— 9 Aprile 2025Commenti disabilitati su Nascita delle guerre commerciali1
La faccenda dei dazi istaurata da Trump è stata illustrata dagli scadenti politicanti europei sempre con l’abituale concetto di “guerra commerciale”.
“Le guerre commerciali non convengono a nessuno” hanno ripetuto fino alla nausea per commentare la condotta del presidente Usa, prevedendo nella frase eventuali possibili ritorsioni dello stesso tipo da parte delle nazioni “daziate”.
Probabilmente però non risulta del tutto chiaro il concetto di guerra commerciale, perché la massa popolare pensa che questo genere di conflitti siano connessi all’eventuale istaurazione di dazi fra i vari stati del mondo impegnati a reagire alle determinazioni trumpiane. E i “politicazzi” europei, nei loro sproloqui, giocano proprio su questo diffuso fraintendimento per operare secondo quanto già pianificato dai pupari che stanno dietro il sistema di potere.
In realtà le guerre commerciali sono in “vigore” da qualche decina d’anni in seguito alla nascita del libero mercato globale; gli scambi economici in regime di libera concorrenza in campo internazionale (quelli delle “sfide” e delle “scommesse” tanto esaltate dai politicazzi di cui sopra), accolti come una panacea contro monopòli, protezionismo e vincoli legali nei mercati, hanno generato tuttavia un disequilibrio nelle singole economie dei maggiori paesi del pianeta, in molti dei quali si sono ridotti enormemente i mercati interni e la tanto “auspicata” crescita si è dunque legata soprattutto alle esportazioni.
Di fatto quindi ogni paese produttore straripa dal proprio territorio per “invadere” il resto del mondo con le proprie merci, senza esclusione di colpi occulti e di magagne politico-legali per affossare, in ogni modo possibile e spesso anche fraudolento, la concorrenza delle aziende interne dei paesi “assaltati”, costrette spesso a chiudere o a essere fagocitate dalla barbarie commerciale caratteristica di certa esportazione senza controlli o freni.
Di conseguenza, ogni paese al mondo, pur essendo produttore di materie prime o specifici manufatti, si ritrova a dover competere sul proprio territorio e sugli stessi campi di competenza con la concorrenza libera e spesso anche spietata delle multinazionali estere, spesso perfino IMPOSTA con la firma di trattati e accordi “sotterranei”.
Non vi sembrano queste vere e proprie GUERRE COMMERCIALI? E non vi sembra che ci abbiamo a che fare dall’inizio di questo scriteriato terzo millennio?
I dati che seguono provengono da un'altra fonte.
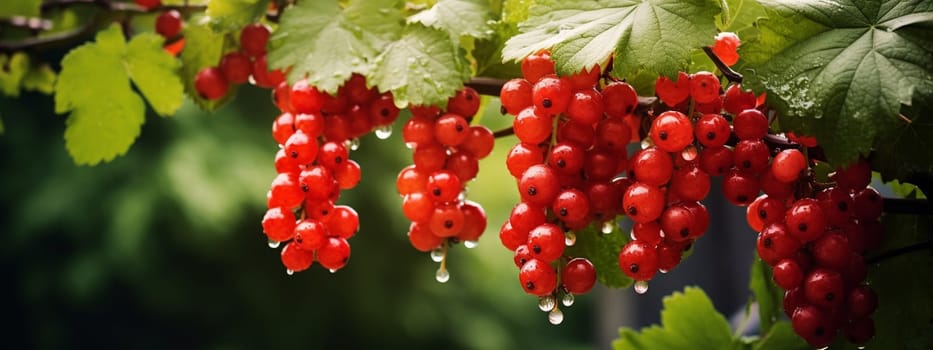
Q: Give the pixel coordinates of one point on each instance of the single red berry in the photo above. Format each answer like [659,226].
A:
[579,276]
[638,261]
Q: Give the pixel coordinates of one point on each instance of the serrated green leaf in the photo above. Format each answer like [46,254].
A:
[781,337]
[603,251]
[903,284]
[106,115]
[210,47]
[40,78]
[231,15]
[154,72]
[457,17]
[903,153]
[688,321]
[28,8]
[768,296]
[14,70]
[658,36]
[422,68]
[327,44]
[841,70]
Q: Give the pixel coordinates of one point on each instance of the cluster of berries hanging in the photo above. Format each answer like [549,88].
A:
[573,135]
[316,133]
[446,151]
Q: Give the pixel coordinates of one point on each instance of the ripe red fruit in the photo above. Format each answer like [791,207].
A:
[168,24]
[296,259]
[236,68]
[253,39]
[211,84]
[726,46]
[579,276]
[537,277]
[671,131]
[787,165]
[673,93]
[638,260]
[704,87]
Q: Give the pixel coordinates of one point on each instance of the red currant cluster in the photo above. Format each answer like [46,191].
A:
[212,83]
[573,136]
[669,177]
[816,246]
[314,134]
[446,154]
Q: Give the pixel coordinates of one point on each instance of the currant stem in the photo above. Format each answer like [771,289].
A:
[730,74]
[920,246]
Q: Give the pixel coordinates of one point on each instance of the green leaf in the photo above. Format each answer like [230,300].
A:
[40,78]
[603,251]
[781,337]
[841,70]
[658,36]
[903,153]
[154,72]
[231,15]
[14,69]
[28,8]
[688,321]
[327,44]
[903,284]
[457,17]
[94,85]
[768,296]
[422,68]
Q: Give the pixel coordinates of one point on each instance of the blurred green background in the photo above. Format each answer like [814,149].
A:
[162,248]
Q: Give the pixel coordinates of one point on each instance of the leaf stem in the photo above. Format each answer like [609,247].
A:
[730,74]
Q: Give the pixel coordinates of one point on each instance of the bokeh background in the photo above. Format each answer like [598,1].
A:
[162,248]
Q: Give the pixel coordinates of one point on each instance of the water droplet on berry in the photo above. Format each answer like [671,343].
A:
[546,303]
[437,255]
[383,132]
[689,153]
[567,300]
[641,287]
[442,275]
[555,316]
[608,226]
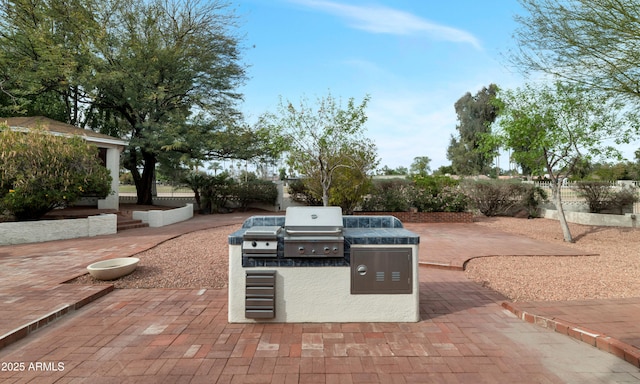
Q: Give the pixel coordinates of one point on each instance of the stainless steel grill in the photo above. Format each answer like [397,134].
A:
[313,232]
[261,241]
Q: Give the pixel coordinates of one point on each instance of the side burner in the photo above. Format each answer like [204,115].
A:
[261,241]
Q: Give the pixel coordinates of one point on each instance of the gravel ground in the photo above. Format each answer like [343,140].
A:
[615,273]
[194,260]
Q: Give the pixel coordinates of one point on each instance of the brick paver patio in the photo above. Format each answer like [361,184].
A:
[166,335]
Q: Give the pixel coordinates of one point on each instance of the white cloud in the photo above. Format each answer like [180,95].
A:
[380,19]
[406,124]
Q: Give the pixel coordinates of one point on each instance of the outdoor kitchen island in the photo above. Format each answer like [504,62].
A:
[315,265]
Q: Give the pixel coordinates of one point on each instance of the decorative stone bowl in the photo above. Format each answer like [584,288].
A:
[113,268]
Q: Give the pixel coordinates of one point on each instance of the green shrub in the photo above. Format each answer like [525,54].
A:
[393,195]
[40,172]
[601,196]
[448,199]
[425,193]
[504,198]
[300,193]
[255,191]
[215,192]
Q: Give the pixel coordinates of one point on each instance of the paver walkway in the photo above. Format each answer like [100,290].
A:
[167,335]
[451,245]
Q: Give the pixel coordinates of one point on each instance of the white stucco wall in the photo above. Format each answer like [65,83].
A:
[160,218]
[322,294]
[48,230]
[112,201]
[585,218]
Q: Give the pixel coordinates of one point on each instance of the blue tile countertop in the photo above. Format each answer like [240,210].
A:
[358,230]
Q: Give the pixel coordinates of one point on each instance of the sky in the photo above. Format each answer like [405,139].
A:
[415,59]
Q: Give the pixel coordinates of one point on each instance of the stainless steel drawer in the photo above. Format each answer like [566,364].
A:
[381,271]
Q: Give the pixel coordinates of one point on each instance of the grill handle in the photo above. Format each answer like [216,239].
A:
[298,232]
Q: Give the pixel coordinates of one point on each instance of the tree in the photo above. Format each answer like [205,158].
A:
[40,172]
[161,74]
[591,42]
[420,166]
[158,62]
[324,140]
[475,115]
[561,125]
[400,170]
[44,57]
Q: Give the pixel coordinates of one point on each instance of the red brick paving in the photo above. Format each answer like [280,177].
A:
[158,335]
[128,336]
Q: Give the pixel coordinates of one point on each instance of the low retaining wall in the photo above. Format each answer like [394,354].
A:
[47,230]
[425,217]
[159,218]
[605,220]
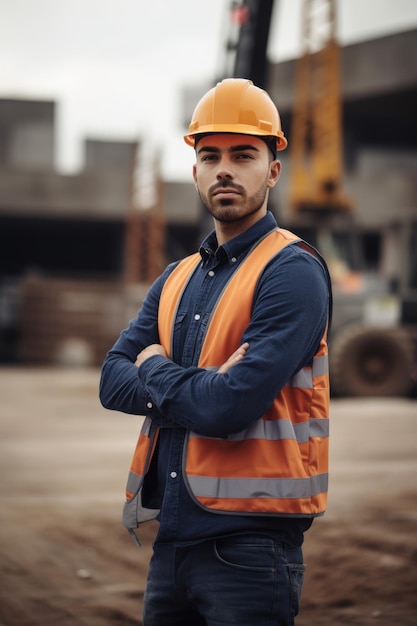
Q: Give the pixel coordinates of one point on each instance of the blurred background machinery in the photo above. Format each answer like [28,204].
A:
[373,346]
[78,252]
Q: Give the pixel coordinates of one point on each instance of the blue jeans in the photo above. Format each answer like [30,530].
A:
[250,580]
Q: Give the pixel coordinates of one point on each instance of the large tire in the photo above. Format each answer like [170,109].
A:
[370,362]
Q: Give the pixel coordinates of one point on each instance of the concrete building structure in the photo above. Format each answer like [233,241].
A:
[73,227]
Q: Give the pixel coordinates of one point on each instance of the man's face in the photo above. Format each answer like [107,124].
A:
[233,174]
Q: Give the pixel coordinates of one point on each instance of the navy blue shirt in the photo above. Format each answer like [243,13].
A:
[289,315]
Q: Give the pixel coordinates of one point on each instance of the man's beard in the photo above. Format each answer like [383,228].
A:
[226,210]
Tutto ciò prende il nome di GLOBALIZZAZIONE, che vista superficialmente potrebbe perfino sembrare “cosa bella”, ma al suo interno nasconde un’oscura realtà bellicistica applicata alle strategie commerciali che nulla ha di pacifico ed equo, alterando in pratica lo stesso significato di “crescita economica” che viene interpretata come “supremazia sulle altre nazioni” in continua e sfrenata competizione (quella spesso tanto auspicata anche dal nostro stesso Presidente Mattarella).
Non sono più i tempi delle “Repubbliche Marinare” che ebbero tanta fortuna e prosperità economica portando merci in Europa altrimenti introvabili o idee artistiche e notizie da paesi lontani, oggi molte nazioni hanno le capacità di produrre da sole gran parte di tutto ciò che a loro necessita sviluppando quindi, e non svilendo, le aziende che operano dentro il proprio territorio. Pertanto le importazioni dovrebbero ridursi solo al “necessario”, e tutto quello che rientra nel lusso e nel superfluo dovrebbe subire un minimo (non certamente il 20% del loro valore) di tassazione in ingresso. D’altra parte prima della globalizzazione era proprio così.
Non sembra dunque così corretto descrivere Trump come il “pazzo del dazio”, tra l’altro proprio gli Usa, uno dei maggiori produttori al mondo, dalla globalizzazione ha ricevuto un grave danno alla propria economia. Forse è solo una provocazione per porre in discussione il “problema”, forse ha scelto il momento sbagliato per farlo, forse tornare indietro tanto repentinamente non è proponibile, pensatela come volete, ma mettere un freno alla follia della globalizzazione e della crescita economica sulle spalle degli altri non è del tutto un’assurdità.